Figs. 1 to 3 (left to right): Original damage dressed to a notch shape; Repair scheme: doubler on right-hand leg; Repair scheme: flared right-hand leg.

A series of FEA models were run to investigate the two schemes. The doubler patch is the most intuitive repair, based on strength consideration. We are putting back the same thickness of material across the defective region. However, the net area in the section increases, which increases the stiffness. This in turn attracts more load. This effect is shown in Fig. 4, for a range of notch sizes. The doubler repair forces remain constant at 800 lbf in the undamaged (LHS) leg and 1200 lbf in the repaired (RHS) leg.

Fig. 4. Relative forces in each leg for the two repair schemes.

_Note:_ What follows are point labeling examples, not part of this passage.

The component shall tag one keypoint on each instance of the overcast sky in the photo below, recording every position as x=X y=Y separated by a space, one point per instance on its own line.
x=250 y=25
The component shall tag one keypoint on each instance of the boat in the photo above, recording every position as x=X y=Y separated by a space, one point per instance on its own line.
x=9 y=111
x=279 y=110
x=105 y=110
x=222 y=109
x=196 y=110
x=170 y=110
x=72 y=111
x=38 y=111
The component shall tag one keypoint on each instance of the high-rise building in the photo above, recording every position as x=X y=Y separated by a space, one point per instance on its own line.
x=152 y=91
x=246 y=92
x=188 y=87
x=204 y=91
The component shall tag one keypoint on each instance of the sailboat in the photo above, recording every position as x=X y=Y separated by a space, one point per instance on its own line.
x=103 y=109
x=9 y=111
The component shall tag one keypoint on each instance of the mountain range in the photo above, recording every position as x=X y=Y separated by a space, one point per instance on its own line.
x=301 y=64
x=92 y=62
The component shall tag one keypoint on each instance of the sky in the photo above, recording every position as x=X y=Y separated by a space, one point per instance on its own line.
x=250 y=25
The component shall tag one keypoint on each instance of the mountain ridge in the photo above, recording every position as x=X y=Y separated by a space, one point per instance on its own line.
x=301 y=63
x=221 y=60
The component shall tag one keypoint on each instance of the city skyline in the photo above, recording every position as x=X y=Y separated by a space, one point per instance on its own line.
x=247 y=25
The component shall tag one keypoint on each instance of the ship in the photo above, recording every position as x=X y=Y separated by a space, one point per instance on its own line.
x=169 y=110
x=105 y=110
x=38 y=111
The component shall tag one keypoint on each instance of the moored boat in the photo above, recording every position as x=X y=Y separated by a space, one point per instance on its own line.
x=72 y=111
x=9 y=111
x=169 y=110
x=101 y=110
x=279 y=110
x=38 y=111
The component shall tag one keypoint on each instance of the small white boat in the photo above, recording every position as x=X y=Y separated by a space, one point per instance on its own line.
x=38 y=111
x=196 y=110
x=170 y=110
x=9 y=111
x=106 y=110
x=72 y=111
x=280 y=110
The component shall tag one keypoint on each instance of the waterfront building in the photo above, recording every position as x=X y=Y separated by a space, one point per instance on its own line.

The flared repair scheme on the other hand, has a reduced area in the repaired (RHS) leg. The reduced stiffness is due to this, over an effective length. Hence, load increases in the undamaged (LHS) leg. This can be seen in Fig. 4 for a range of notch sizes. For zero notch, the legs are equal area. As the notch size increases the forces start to vary between the two legs. At a 0.3-in. notch, the forces vary as 1362/638 lbf.

The local stress concentrations around the notch, under the repair doubler patch are negligible, as shown in Fig. 5. The LHS and RHS legs have the same stress values, at 1600 psi. The reduced force attracted to the RHS leg (stiffness effect) is offset by the reduced cross section area (strength effect).

Fig. 5: Relative peak stresses in each leg for the two repair schemes.

The flared repair scheme has less overall cross sectional area than the doubler scheme. The datum zero notch stress for both legs is 2000 psi in the flared repair scheme. However, as the notch size increases two things are happening; the RHS flared leg is reducing in cross sectional area and attracting less load (stiffness). The reduced cross sectional area is increasing the stress (strength).

As the notch size increases, the net cross sectional area of both legs decreases, so both legs see an increase in stress. However, the stress distributions are virtually uniform across each.

Conclusions

It may well be possible with the example structure to have a successful repair scheme that works by reducing material, using a flared profile. This is perhaps counterintuitive and we would normally seek to add material to regain strength.

It can be useful in design to consider the influence of relative stiffness as a subtler way of changing load paths, rather than correcting strength directly by adding material.